Italy, the Pacific-he hadn’t been somewhere like that for a while. Things had started to fall apart about two years ago. Someone shot on a job, big jobs that fell apart even before he’d applied his mind to them, too many small jobs, too many cowboys like Sugarfoot Younger on the scene. Too much high-tech gadgetry around every door, window, safe.
He came to a hairpin bend, slowed the car and steered into his driveway, a narrow track winding through an avenue of golden cypresses. Below him were the lights of Shoreham. Beyond the town was the black mass of the sea. There were no ships’ lights.

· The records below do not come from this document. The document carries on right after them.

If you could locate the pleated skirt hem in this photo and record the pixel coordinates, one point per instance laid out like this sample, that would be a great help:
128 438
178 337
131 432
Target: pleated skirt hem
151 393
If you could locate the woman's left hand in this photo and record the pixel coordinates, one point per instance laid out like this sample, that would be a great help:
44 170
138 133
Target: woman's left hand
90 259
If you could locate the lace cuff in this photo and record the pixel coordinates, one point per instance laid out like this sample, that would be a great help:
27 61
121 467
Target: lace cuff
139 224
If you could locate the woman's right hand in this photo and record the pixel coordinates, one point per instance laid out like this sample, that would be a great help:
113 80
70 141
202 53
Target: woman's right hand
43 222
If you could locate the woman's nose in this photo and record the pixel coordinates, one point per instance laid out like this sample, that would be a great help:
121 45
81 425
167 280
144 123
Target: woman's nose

Suddenly the rear wheels lost their grip on the mud. He
steered into the slide, and when the car was righting itself he saw a rain-slicked figure glisten once in the headlights and disappear.
He also saw the rifle. He pulled on the handbrake, turned off the engine and headlights, and wound down his window. He listened for a moment, his hand drawing out the flat 9 mm Browning he kept in the car. He’d taken out the bulb of the interior light and had the door open when a voice called, ‘Mr Warner? Sorry, Mr Warner, it’s only me.’
The figure that stepped out of the cypresses and onto the track wore a stockman’s waterproof coat and carried a powerful torch and a hunting rifle. It was the neighbour’s son. Wyatt hid the Browning again. ‘Craig,’ he said.
‘Sorry, Mr Warner. That damn fox again.’
Now Wyatt could see Craig’s pimples and earnest face and the troubling raindrops in his eyelashes. ‘Did you get him?’
‘I tell you what,’ Craig said, shaking his head in wonder, ‘he’s a cunning bugger.’
Wyatt nodded. He started the car again. ‘Well, good luck,’ he said.
‘Night, Mr Warner. Sorry if I startled you.’
Wyatt continued along his driveway and across his yard and into the old shed he used as a garage. He backed in, to give himself that second or two of forward advantage if ever he had to run for it, and tucked the ignition key in a slot under the steering column.
He went to bed then and in his dreams gave way to impulses to hurt and kill. He woke up sweating. He tried to read but he felt dissatisfied, on edge. It was bad enough that he’d spent hours on a minor job with second-raters and come out of it minus the money, but he’d also been too close to losing control back there in Ivan Younger’s storeroom. A job was a job; there was no room for emotions. He had hurt and killed before, but only when necessary. Otherwise it became the solution to everything and that was dangerous.